I’ve talked about it before, the connection a writer has with their journals. How they like a specific type or brand, they want a particular size or shape or weight. I used to prefer a journal from World Market but now I prefer a Moleskin journal – simple, basic, and with a blank cover that I can decorate with stickers.

2020 was a wild, terrible, heartbreaking, exhausting, trying year. I finished a degree I wasn’t excited about, at a school I didn’t care for (it was a master’s for work and thankfully they paid for it). My first full length collection of poetry, Beautiful & Full of Monsters, was published by Vegetarian Alcoholic Press the week the pandemic rocked the world so any and all readings, appearances, and book tours were cancelled. I was able to do a lot of virtual readings but I missed the energy and vibe of reading in person. My dad died. Friends and family suffered and struggled and we all tried to just make it through the year, through the month, through every exhausting week. And through it all, I wrote.

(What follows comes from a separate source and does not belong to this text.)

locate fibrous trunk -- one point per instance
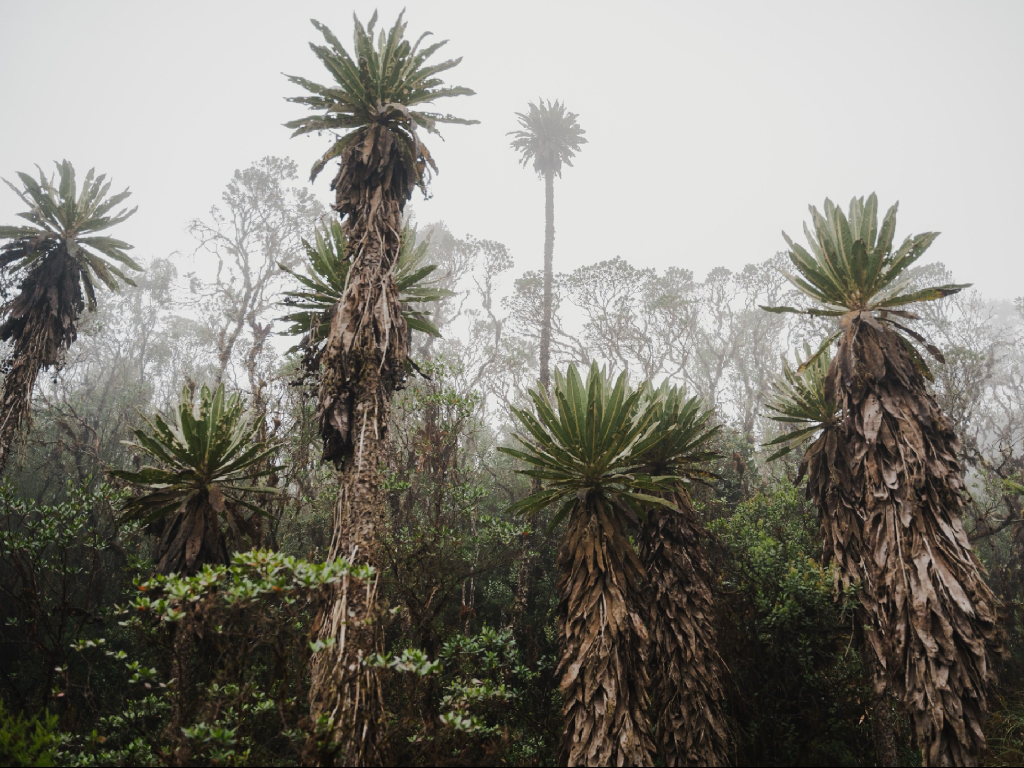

I was lucky and eternally grateful to have found a few virtual writing workshops early in the pandemic. One workshop that has sustained me from the start is run by Community Building Art Works – most are free and all are fantastic. I highly recommend checking them out and joining if you can. The community and creativity I find there has held me throughout the pandemic. I’ve also taken two of Jon Sand’s Emotional Historian workshops and these too have been wonderful and amazing. These workshops kept me writing through a very trying year.

I’m always excited at the end of the year to see how many notebooks I’ve filled. This year did not disappoint, I’m on my 7th journal this year. You can see when I started gravitating toward the more basic Moleskin journal. =)

Overall, this year has been a lot to deal with but as always, poetry gets me through.